The pediatric community is engaged in the “Milestones Project,” a joint initiative of the ACGME and the American Board of Pediatrics to define performance standards or “milestones” for residency training in the specialty as the next step in defining desired outcomes of competency-based education.10 Two of the authors (C.C. and R.E.) are involved in this project and bring an important lesson from our work to bear on this new initiative. Narrative descriptions of behaviors that demonstrate developmental progression over time will replace the assessment rubrics described in this work. Most important, before relying on these new milestones to make judgments about individual resident performance and aggregate resident performance for purposes of program accreditation, the pediatric community needs to study them rigorously to determine whether predictions about the progression of skill development and expectations for performance at points along the educational continuum are realistic and achievable.

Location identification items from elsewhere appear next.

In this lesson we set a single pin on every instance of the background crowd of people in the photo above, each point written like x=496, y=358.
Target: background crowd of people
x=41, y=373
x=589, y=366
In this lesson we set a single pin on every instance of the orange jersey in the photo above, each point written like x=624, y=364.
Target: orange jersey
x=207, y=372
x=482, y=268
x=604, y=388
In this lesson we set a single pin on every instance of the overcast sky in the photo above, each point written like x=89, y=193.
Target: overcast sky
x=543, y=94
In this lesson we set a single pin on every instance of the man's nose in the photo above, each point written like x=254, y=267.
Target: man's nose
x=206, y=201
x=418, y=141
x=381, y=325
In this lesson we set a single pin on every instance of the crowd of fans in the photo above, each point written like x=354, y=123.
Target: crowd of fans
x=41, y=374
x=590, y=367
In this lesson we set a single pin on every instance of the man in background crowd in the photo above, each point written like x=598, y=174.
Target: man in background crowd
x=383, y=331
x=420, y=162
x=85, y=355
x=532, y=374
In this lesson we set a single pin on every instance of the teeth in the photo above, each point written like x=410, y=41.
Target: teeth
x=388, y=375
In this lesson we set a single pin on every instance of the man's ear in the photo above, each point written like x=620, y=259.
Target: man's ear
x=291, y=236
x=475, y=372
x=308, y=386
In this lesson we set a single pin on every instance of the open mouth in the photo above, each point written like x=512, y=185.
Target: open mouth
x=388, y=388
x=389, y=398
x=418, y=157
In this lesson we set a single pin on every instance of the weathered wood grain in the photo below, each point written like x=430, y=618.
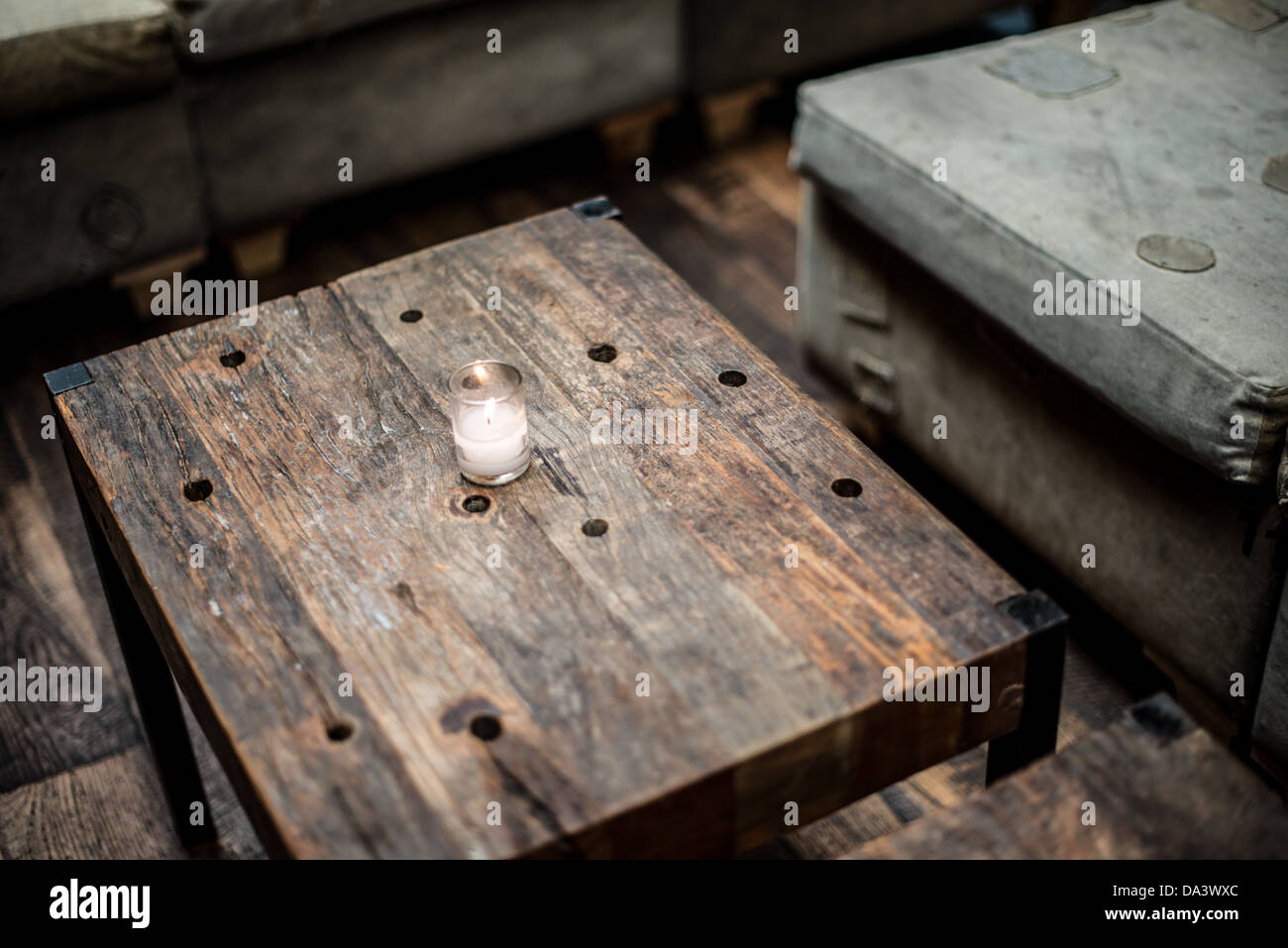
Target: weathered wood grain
x=329, y=556
x=1162, y=789
x=106, y=806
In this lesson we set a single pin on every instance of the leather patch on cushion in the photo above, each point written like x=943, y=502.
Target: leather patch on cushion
x=1051, y=72
x=1177, y=254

In The Wisdom of Crowds, Surowiecki11 suggests that large groups of people are better at problem solving than any individual, regardless of ability. The program directors' ability to predict performance outcomes as demonstrated in this study seems to substantiate his theory. There was a relatively small number of learning objectives for which predicted performance did not meet expectations. We will continue to draw on the “wisdom of the crowd” of program directors as we move toward the next iteration of standard setting.
This work was funded in part through the generosity of the Health Resources and Services Administration.
Exemption granted by the institutional review board at the University of Maryland School of Medicine.